The increasing complexity of modern processor and IP designs presents significant challenges in identifying and mitigating hardware flaws early in the IC design cycle. Traditional hardware fuzzing techniques, inspired by software testing, have shown promise but face scalability issues, especially at the gate-level netlist where bugs introduced during synthesis are often missed by RTL-level verification due to longer simulation times. To address this, we introduce GraphFuzz, a graph-based hardware fuzzer designed for gate-level netlist verification. In this approach, hardware designs are modeled as graph nodes, with gate behaviors encoded as features. By leveraging graph learning algorithms, GraphFuzz efficiently detects hardware vulnerabilities by analyzing node patterns. Our evaluation across benchmark circuits and open-source processors demonstrates an average prediction accuracy of 80% and bug detection accuracy of 70%, highlighting the potential of graph-based methods for enhancing hardware verification.

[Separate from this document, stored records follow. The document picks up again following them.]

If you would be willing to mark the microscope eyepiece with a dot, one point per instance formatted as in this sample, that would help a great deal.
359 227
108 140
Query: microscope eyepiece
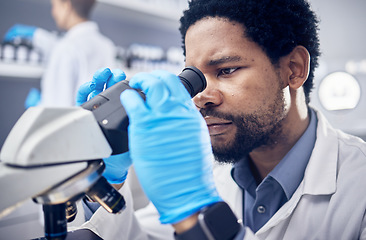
193 80
111 116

翻译：现代处理器与IP设计的日益复杂性，为在集成电路设计周期早期识别与缓解硬件缺陷带来了严峻挑战。受软件测试启发的传统硬件模糊测试技术虽展现出潜力，但面临可扩展性问题，尤其在门级网表层面——由于仿真时间较长，综合阶段引入的漏洞常被RTL级验证所遗漏。为此，我们提出GraphFuzz，一种面向门级网表验证的基于图的硬件模糊测试器。该方法将硬件设计建模为图节点，并将门级行为编码为特征。通过运用图学习算法，GraphFuzz能高效分析节点模式以检测硬件漏洞。我们在基准电路与开源处理器上的评估表明，其平均预测准确率达80%，漏洞检测准确率达70%，彰显了基于图的方法在增强硬件验证方面的潜力。